L-FUSION: Laplacian Fetal Ultrasound Segmentation & Uncertainty Estimation
This work addresses the challenge of reliable fetal ultrasound analysis for clinical settings, offering a scalable solution for early detection of developmental anomalies, though it appears incremental as it builds on existing methods like Stochastic Segmentation Networks and Laplace approximations.
The paper tackled the problem of accurate segmentation and uncertainty estimation in fetal ultrasound images, which is complicated by operator dependency and technical limitations, by proposing L-FUSION, a framework that integrates uncertainty quantification and foundation models, achieving superior segmentation accuracy and consistent uncertainty quantification across multiple datasets.

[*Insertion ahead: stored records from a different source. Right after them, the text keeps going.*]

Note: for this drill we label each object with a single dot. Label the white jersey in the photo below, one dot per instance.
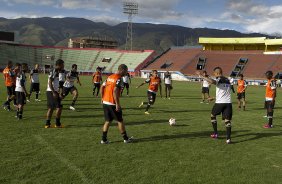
(231, 80)
(20, 82)
(223, 90)
(206, 84)
(34, 76)
(167, 79)
(54, 76)
(62, 76)
(71, 77)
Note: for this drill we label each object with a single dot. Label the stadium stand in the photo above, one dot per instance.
(86, 59)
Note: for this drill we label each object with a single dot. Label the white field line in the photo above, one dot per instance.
(62, 159)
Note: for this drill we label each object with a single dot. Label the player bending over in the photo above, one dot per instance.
(54, 96)
(241, 92)
(69, 85)
(110, 93)
(154, 84)
(270, 95)
(21, 92)
(223, 103)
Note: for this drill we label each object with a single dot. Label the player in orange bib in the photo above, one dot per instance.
(97, 79)
(154, 85)
(10, 82)
(270, 95)
(241, 92)
(110, 93)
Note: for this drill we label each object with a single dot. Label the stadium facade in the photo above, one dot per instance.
(249, 56)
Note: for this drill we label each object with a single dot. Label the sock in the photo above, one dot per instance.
(20, 116)
(228, 129)
(104, 136)
(48, 122)
(148, 107)
(214, 124)
(58, 121)
(124, 135)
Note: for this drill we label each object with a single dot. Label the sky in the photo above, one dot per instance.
(263, 16)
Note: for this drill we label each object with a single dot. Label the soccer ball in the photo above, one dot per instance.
(172, 122)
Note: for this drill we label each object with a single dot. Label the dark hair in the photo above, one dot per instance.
(217, 68)
(269, 73)
(122, 67)
(9, 62)
(59, 62)
(17, 64)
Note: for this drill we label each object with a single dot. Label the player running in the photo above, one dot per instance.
(154, 85)
(110, 93)
(241, 90)
(223, 103)
(97, 79)
(34, 83)
(205, 89)
(270, 95)
(168, 84)
(54, 96)
(21, 92)
(126, 79)
(69, 87)
(10, 83)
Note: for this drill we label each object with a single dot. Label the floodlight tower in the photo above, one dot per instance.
(130, 8)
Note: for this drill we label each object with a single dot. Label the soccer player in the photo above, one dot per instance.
(97, 79)
(110, 93)
(241, 89)
(270, 95)
(223, 103)
(21, 92)
(126, 79)
(69, 87)
(10, 83)
(205, 89)
(231, 79)
(54, 95)
(154, 85)
(34, 82)
(168, 84)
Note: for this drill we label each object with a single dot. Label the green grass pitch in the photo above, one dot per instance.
(161, 154)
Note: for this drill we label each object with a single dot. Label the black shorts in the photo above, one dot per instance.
(34, 87)
(97, 85)
(111, 114)
(168, 86)
(66, 91)
(52, 102)
(241, 95)
(225, 109)
(21, 98)
(126, 85)
(11, 90)
(61, 84)
(205, 90)
(151, 97)
(269, 105)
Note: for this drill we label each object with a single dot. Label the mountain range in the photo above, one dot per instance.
(56, 31)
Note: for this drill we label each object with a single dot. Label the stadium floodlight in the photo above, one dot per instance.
(130, 8)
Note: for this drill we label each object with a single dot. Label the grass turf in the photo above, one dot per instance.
(161, 154)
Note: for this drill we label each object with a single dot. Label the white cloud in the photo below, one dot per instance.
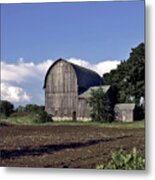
(13, 93)
(22, 72)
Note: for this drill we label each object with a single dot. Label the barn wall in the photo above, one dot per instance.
(123, 115)
(61, 91)
(83, 109)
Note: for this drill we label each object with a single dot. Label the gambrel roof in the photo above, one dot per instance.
(87, 93)
(85, 77)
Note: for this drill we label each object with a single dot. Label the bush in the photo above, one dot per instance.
(123, 160)
(41, 117)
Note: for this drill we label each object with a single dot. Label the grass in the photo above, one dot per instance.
(28, 120)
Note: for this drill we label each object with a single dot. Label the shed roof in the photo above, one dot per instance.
(87, 93)
(125, 106)
(85, 77)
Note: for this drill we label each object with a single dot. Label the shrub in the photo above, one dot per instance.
(41, 117)
(123, 160)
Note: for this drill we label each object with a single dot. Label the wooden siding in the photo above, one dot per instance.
(61, 90)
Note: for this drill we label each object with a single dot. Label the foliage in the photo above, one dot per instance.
(101, 109)
(6, 108)
(123, 160)
(129, 78)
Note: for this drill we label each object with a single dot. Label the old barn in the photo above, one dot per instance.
(66, 89)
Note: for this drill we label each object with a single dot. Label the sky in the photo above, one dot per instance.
(96, 35)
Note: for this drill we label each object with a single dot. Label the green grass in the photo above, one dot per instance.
(29, 120)
(135, 124)
(25, 120)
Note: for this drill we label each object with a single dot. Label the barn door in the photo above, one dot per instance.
(74, 116)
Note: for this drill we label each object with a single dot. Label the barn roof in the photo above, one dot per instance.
(125, 106)
(87, 93)
(85, 77)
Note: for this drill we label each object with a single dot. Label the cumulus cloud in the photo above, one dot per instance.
(22, 72)
(13, 93)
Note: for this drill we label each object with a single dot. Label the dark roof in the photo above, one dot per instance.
(125, 106)
(85, 77)
(87, 93)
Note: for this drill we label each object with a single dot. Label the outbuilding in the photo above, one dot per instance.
(124, 112)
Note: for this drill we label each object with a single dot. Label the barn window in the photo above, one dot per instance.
(74, 116)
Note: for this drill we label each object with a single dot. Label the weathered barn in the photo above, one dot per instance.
(124, 112)
(66, 87)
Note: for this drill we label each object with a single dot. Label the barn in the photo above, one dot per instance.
(66, 88)
(125, 112)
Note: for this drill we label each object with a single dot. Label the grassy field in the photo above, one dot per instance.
(28, 120)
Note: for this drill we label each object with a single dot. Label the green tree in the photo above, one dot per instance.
(101, 108)
(129, 78)
(6, 108)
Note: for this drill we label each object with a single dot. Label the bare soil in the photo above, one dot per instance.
(64, 146)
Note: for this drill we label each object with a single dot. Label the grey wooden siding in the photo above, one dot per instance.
(61, 90)
(64, 82)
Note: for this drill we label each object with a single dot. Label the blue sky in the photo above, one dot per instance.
(97, 35)
(94, 31)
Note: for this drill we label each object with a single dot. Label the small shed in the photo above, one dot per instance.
(124, 112)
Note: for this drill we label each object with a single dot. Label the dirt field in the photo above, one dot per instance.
(64, 146)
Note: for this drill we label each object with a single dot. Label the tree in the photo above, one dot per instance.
(101, 108)
(129, 77)
(6, 108)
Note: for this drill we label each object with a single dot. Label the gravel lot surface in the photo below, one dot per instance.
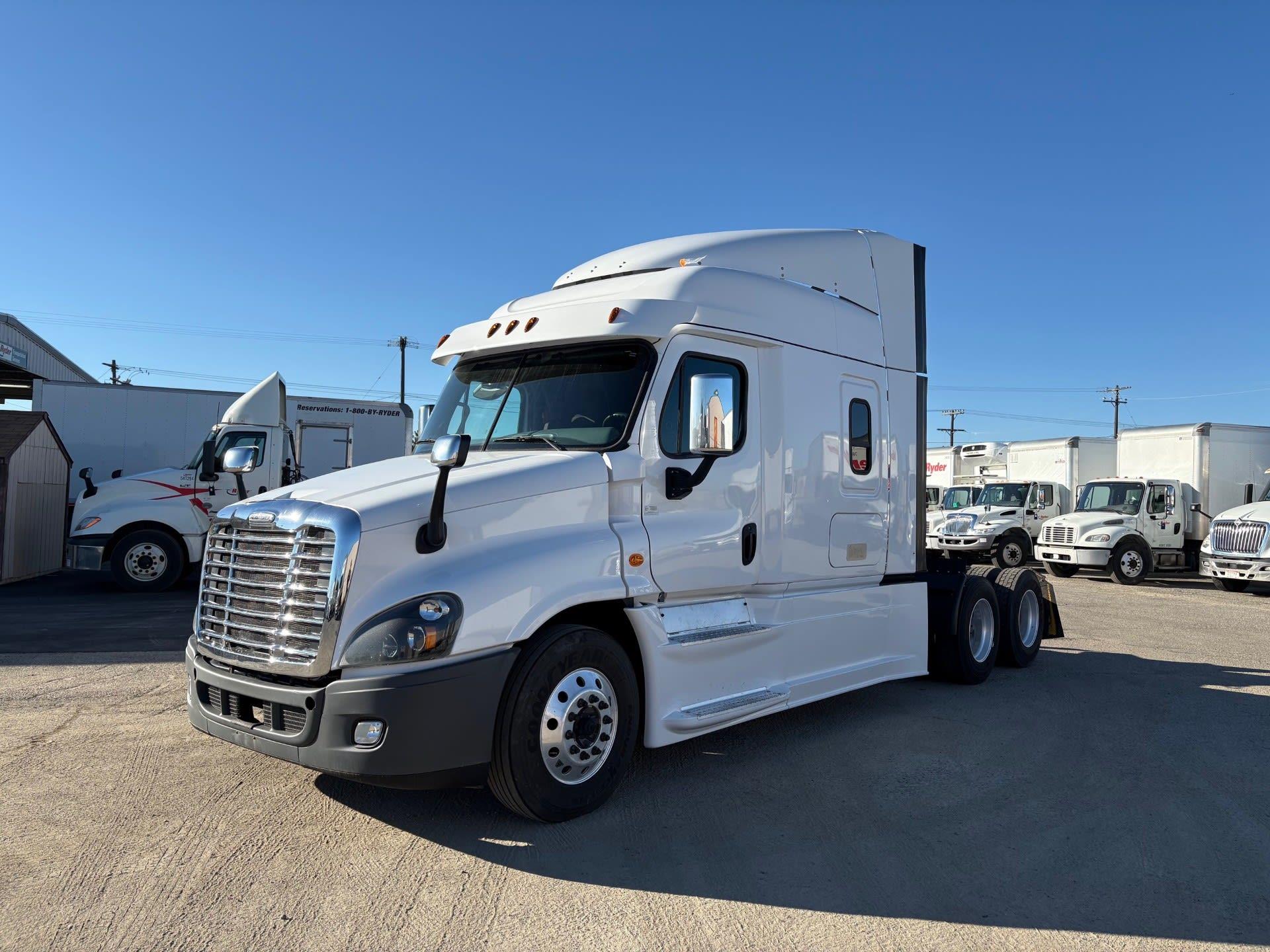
(1115, 795)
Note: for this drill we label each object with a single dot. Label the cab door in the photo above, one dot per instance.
(704, 541)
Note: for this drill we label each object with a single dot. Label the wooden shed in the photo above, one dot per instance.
(34, 474)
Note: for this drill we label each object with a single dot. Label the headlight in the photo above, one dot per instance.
(422, 627)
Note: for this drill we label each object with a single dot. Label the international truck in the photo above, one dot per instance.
(148, 528)
(1236, 553)
(1040, 481)
(1155, 514)
(677, 492)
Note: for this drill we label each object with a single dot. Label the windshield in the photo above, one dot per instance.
(564, 397)
(1003, 494)
(1122, 498)
(958, 496)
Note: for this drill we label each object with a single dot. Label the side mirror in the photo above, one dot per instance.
(447, 454)
(239, 460)
(713, 422)
(450, 452)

Accurate analysis of prenatal ultrasound (US) is essential for early detection of developmental anomalies. However, operator dependency and technical limitations (e.g. intrinsic artefacts and effects, setting errors) can complicate image interpretation and the assessment of diagnostic uncertainty. We present L-FUSION (Laplacian Fetal US Segmentation with Integrated FoundatiON models), a framework that integrates uncertainty quantification through unsupervised, normative learning and large-scale foundation models for robust segmentation of fetal structures in normal and pathological scans. We propose to utilise the aleatoric logit distributions of Stochastic Segmentation Networks and Laplace approximations with fast Hessian estimations to estimate epistemic uncertainty only from the segmentation head. This enables us to achieve reliable abnormality quantification for instant diagnostic feedback. Combined with an integrated Dropout component, L-FUSION enables reliable differentiation of lesions from normal fetal anatomy with enhanced uncertainty maps and segmentation counterfactuals in US imaging. It improves epistemic and aleatoric uncertainty interpretation and removes the need for manual disease-labelling. Evaluations across multiple datasets show that L-FUSION achieves superior segmentation accuracy and consistent uncertainty quantification, supporting on-site decision-making and offering a scalable solution for advancing fetal ultrasound analysis in clinical settings.